PDC 2008, Day #3, Session #3, 1 hr 15 mins
Pablo Castro, Niranjan Nilakantan
Pablo and Niranjan did a session that went into some more detail on how the Azure Table objects can be used store data in the cloud.
Context
This talk dealt with the “Scalable Storage” part of the new Azure Services platform. Scalable Storage is a mechanism by which applications can store data “in the cloud” in a highly scalable manner.
Data Types
There are three fundamental data types available to applications using Azure Storage Services:
- Blobs
- Tables
- Queues
This session focused mainly on Tables. Specifically, Niranjan and Pablo addressed the different ways that an application might access the storage service programmatically.
Tables
Tables are a “massively scalable” data type for cloud-based storage. They are able to store billions of rows, are highly available, and “durable”. The Azure platform takes care of scaling out the data automatically to multiple servers, if necessary. (With some hints on the part of the developer).
Programming Model
Azure Storage Services are accessed through the ADO.NET Data Services (Astoria). Using ADO.NET Data Sercices, there are basically two ways for an application to access the service.
- .NET API (System.Data.Services.Client)
- REST interface (using HTTP URIs directly)
Data Model
It’s important to note that Azure knows nothing about your data model. It does not store data in a relational database or access it via a relational model. Rather, you specify a Table that you’d like to store data in, along with a simple query expression for the data that you’d like to retrieve.
A Table represents a single Entity and is composed of a collection of rows. Each row is uniquely defined by a Row Key, which the developer specifies. Additionally, the developer specifies a Partition Key, which is used by Azure in knowing how to split the data across multiple servers.
Beyond the Record Key and Partition Key, the developer can add any other properties that she likes, up to a total of 255 properties. While the Record and Partition Keys must be string data types, the other properties support other data types.
Partitioning
Azure storage services are meant to be automatically scalable, meaning that the data will be automatically spread across multiple servers, as needed.
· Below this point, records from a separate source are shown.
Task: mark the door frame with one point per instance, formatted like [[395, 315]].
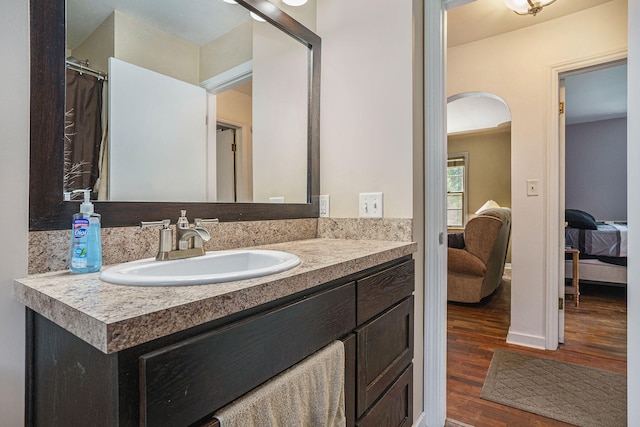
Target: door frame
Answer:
[[554, 262]]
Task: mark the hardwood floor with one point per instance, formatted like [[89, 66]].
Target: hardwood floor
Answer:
[[595, 335]]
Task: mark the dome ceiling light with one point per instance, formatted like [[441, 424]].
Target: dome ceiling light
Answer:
[[527, 7]]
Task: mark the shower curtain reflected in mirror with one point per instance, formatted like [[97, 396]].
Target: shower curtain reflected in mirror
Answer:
[[84, 133]]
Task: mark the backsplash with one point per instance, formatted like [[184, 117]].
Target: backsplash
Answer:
[[366, 229], [49, 250]]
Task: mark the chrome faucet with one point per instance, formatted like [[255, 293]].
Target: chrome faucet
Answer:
[[189, 240]]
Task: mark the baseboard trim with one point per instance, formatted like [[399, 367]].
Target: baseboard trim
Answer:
[[526, 340]]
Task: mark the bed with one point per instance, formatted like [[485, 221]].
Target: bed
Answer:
[[602, 246]]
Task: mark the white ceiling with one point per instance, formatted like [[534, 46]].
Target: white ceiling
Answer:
[[486, 18], [593, 96], [596, 95], [198, 21]]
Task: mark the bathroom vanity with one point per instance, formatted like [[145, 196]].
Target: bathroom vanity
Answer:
[[110, 355]]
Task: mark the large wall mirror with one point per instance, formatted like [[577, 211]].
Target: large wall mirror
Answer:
[[196, 106]]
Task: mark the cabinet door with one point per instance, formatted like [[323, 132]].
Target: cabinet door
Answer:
[[385, 349], [395, 407], [380, 291]]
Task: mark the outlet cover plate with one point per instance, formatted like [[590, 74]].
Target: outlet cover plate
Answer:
[[324, 205], [370, 205]]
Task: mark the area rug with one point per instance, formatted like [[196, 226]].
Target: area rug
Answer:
[[563, 391]]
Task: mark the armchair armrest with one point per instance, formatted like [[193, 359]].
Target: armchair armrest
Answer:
[[462, 262]]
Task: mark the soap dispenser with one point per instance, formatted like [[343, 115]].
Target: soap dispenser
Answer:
[[86, 244]]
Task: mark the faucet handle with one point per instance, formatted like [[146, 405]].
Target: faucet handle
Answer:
[[166, 237], [197, 222]]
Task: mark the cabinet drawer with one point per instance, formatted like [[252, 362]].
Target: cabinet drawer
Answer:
[[395, 407], [182, 383], [378, 292], [385, 349]]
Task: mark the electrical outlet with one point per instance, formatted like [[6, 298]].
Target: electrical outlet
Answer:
[[324, 205], [532, 187], [370, 205]]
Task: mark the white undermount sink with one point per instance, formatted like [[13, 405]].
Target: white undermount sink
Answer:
[[213, 267]]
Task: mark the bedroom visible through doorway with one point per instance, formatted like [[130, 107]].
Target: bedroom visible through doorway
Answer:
[[593, 141]]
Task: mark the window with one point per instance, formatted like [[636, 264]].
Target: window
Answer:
[[456, 190]]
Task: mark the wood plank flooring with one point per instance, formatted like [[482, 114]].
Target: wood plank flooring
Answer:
[[595, 335]]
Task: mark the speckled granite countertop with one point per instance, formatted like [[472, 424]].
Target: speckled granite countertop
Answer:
[[114, 317]]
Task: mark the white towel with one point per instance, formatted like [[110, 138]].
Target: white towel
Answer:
[[310, 393]]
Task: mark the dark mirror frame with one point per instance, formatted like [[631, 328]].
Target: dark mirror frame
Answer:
[[47, 210]]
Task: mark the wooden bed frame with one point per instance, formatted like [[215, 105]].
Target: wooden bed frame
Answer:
[[592, 270]]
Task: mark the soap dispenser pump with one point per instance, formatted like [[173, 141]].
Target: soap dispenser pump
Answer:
[[86, 245]]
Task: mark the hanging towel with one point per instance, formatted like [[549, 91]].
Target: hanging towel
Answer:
[[310, 393]]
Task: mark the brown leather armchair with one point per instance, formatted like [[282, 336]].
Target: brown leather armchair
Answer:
[[475, 271]]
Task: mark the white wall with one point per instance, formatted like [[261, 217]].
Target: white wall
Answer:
[[279, 130], [14, 144], [515, 66], [633, 150], [367, 121], [366, 112], [596, 168]]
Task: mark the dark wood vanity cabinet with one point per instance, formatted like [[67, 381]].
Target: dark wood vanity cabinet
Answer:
[[181, 379]]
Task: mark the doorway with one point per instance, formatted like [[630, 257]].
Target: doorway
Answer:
[[593, 182]]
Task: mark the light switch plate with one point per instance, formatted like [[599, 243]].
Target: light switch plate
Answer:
[[370, 205], [324, 205]]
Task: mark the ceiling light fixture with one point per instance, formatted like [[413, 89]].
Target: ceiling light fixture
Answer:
[[527, 7], [294, 2]]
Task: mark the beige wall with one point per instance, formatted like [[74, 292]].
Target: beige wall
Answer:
[[515, 66], [366, 127], [227, 51], [367, 121], [633, 200], [489, 169], [99, 46], [150, 48]]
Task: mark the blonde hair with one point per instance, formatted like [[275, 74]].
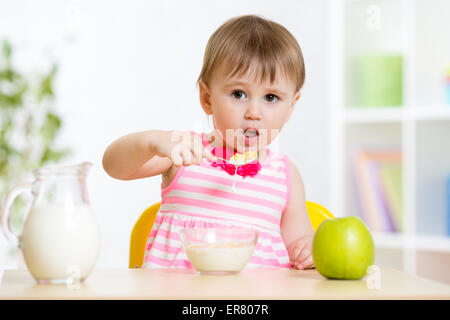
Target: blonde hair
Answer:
[[246, 39]]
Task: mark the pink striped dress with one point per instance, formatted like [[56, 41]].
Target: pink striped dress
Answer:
[[201, 196]]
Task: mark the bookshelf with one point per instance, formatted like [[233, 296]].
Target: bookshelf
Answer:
[[419, 125]]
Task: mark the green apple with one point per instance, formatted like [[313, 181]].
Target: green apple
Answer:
[[343, 248]]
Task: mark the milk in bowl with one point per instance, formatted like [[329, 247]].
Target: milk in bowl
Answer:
[[219, 250]]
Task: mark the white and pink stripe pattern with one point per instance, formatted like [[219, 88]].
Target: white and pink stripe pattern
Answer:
[[201, 196]]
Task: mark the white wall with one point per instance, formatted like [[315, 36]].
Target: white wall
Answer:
[[132, 65]]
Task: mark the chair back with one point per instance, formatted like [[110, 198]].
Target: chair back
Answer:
[[141, 229]]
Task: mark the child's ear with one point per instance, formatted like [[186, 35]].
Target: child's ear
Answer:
[[205, 97], [292, 107]]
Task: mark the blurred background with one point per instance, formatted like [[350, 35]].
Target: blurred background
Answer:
[[369, 135]]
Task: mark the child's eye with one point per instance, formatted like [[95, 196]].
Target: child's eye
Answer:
[[271, 98], [238, 94]]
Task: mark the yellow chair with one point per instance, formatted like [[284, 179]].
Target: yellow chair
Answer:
[[141, 229]]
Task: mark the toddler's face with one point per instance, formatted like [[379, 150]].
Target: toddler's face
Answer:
[[248, 113]]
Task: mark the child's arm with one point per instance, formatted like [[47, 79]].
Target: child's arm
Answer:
[[133, 156], [149, 153], [296, 227]]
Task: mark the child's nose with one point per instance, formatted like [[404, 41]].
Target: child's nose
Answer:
[[252, 112]]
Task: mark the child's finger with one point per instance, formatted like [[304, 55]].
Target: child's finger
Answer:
[[209, 155], [187, 156], [176, 157], [306, 252]]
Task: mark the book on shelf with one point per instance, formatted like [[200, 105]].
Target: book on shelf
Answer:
[[378, 183]]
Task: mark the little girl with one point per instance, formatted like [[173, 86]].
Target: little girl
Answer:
[[250, 82]]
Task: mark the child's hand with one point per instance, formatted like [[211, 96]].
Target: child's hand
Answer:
[[300, 253], [183, 148]]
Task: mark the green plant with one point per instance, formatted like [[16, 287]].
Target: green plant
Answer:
[[29, 125]]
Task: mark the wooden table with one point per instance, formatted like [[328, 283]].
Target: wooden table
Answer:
[[174, 284]]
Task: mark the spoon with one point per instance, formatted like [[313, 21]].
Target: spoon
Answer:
[[235, 162]]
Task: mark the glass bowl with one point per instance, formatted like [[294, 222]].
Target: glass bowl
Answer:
[[219, 250]]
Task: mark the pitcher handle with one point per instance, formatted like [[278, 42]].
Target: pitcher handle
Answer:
[[7, 229]]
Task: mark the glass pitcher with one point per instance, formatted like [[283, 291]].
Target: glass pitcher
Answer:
[[60, 239]]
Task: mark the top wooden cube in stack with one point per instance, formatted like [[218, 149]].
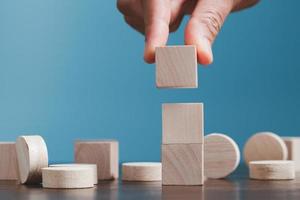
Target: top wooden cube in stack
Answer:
[[182, 123], [176, 67]]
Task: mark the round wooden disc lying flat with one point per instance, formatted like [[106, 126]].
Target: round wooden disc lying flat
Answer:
[[265, 146], [221, 155], [141, 171], [92, 166], [32, 156], [272, 170], [68, 177]]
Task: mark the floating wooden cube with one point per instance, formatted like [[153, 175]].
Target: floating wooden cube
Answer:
[[182, 164], [8, 161], [176, 67], [182, 123], [293, 146], [103, 153]]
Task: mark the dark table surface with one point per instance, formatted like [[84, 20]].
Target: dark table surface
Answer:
[[237, 186]]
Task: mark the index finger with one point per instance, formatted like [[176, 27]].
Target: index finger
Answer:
[[157, 19]]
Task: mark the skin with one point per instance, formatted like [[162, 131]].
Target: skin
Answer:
[[157, 18]]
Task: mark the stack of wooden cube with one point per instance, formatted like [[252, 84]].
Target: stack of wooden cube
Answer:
[[182, 123]]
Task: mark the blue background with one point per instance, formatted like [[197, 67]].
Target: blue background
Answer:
[[73, 69]]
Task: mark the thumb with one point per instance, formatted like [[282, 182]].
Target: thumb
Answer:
[[204, 25]]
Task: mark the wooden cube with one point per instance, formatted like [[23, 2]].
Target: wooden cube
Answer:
[[176, 67], [293, 146], [103, 153], [8, 161], [182, 123], [182, 164]]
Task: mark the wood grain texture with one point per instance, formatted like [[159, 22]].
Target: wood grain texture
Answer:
[[182, 123], [32, 155], [8, 161], [78, 165], [103, 153], [221, 155], [265, 146], [68, 177], [176, 67], [141, 171], [272, 170], [293, 146], [182, 164]]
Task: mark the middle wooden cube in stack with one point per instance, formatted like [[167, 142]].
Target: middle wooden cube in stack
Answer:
[[182, 148]]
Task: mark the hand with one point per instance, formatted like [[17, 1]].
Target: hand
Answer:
[[157, 18]]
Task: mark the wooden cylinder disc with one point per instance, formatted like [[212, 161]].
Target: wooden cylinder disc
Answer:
[[32, 156], [272, 170], [68, 177], [92, 166], [221, 155], [265, 146], [141, 171]]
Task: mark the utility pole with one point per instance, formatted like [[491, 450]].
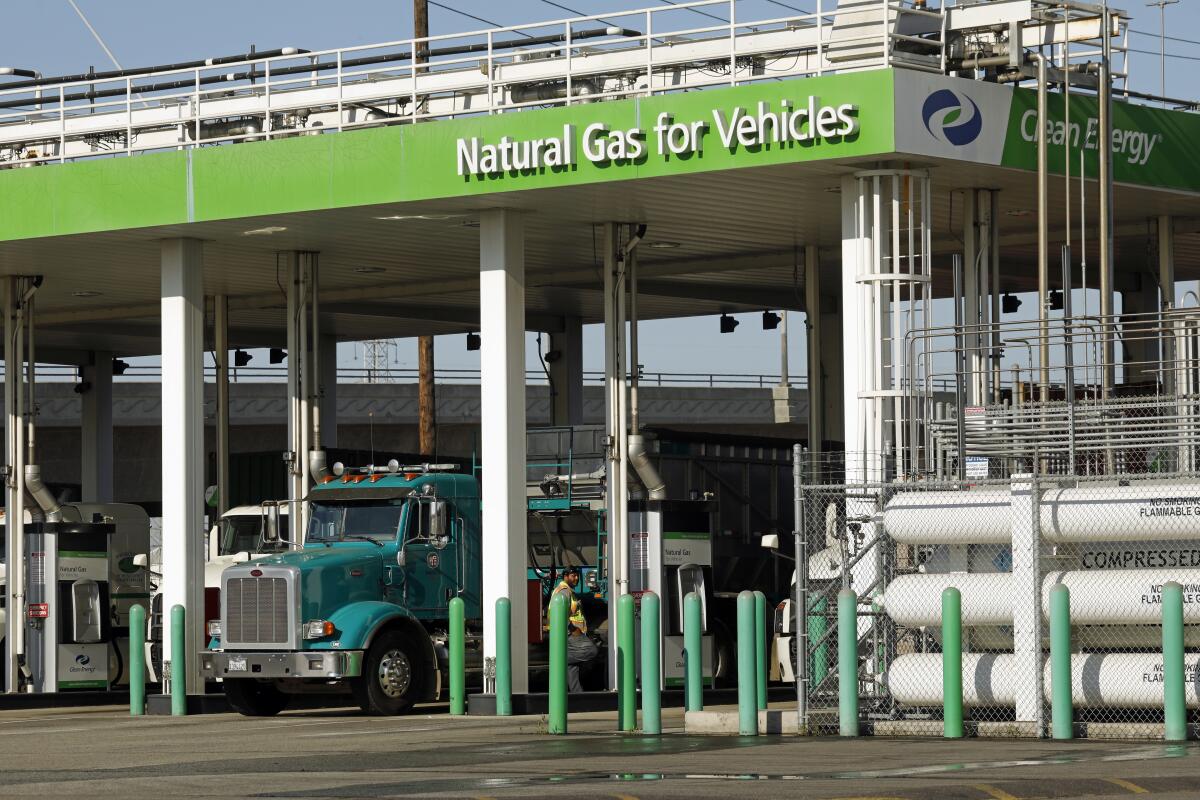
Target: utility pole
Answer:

In order to know how to split up the data, Azure uses a developer-specified Partition Key, which is one of the properties of each record. (Think “field” or “column”).
The developer should pick a partition key that makes sense for his application. It’s important to remember two things:
- Querying for all data having a single value for a partition key is cheap
- Querying for data having multiple partition key values is more expensive
For example, if your application often retrieves data by date and shows data typically for a single day, then it would make sense to have a CurrentData property in your data entity and to make that property the Partition Key.
The way to think of this is that each possible unique value for a Partition Key represent a “bucket” that will contain one or more records. If you pick a key that results in only one record per bucket, that would be inefficient. But if you pick a key that results in a set of records in the bucket that you are likely to ask for together, this will be efficient.
Accessing the Data Programmatically
Pablo demonstrated creating the classes required to access data stored in an Azure storage service.
He started by creating a class representing the data entity to be stored in a single table. He selected and defined properties for the Partition and Record key, as well as other properties to store any other desired data in.
Pablo also recommended that you create a single class to act as an entry point into the system. This class then acts as a service entry point for all of the data operations that your client application would like to perform.
He also demonstrated using LINQ to run queries against the Azure storage service. LINQ automatically created to corresponding URI to retrieve, create, update, or delete the data.
Miscellaneous
Pablo and Niranjan also touched on a few other issues that most applications will deal with:
- Dealing with concurrent updates (uses Etag and if-match)
- Pagination (using continuation tokens)
- Using Azure Queues for pseudo-transactional deletion of data
Takeaways
Pablo and Niranjan demonstrated that it was quite straightforward to access Azure storage services from a .NET application. It’s also the case that non-.NET stacks could make use of the same services using a simple REST protocol.
It was also helpful to see how Pablo used ADO.NET Data Services to construct a service layer on top of the Azure storage services. This seems to make consuming the data pretty straightforward.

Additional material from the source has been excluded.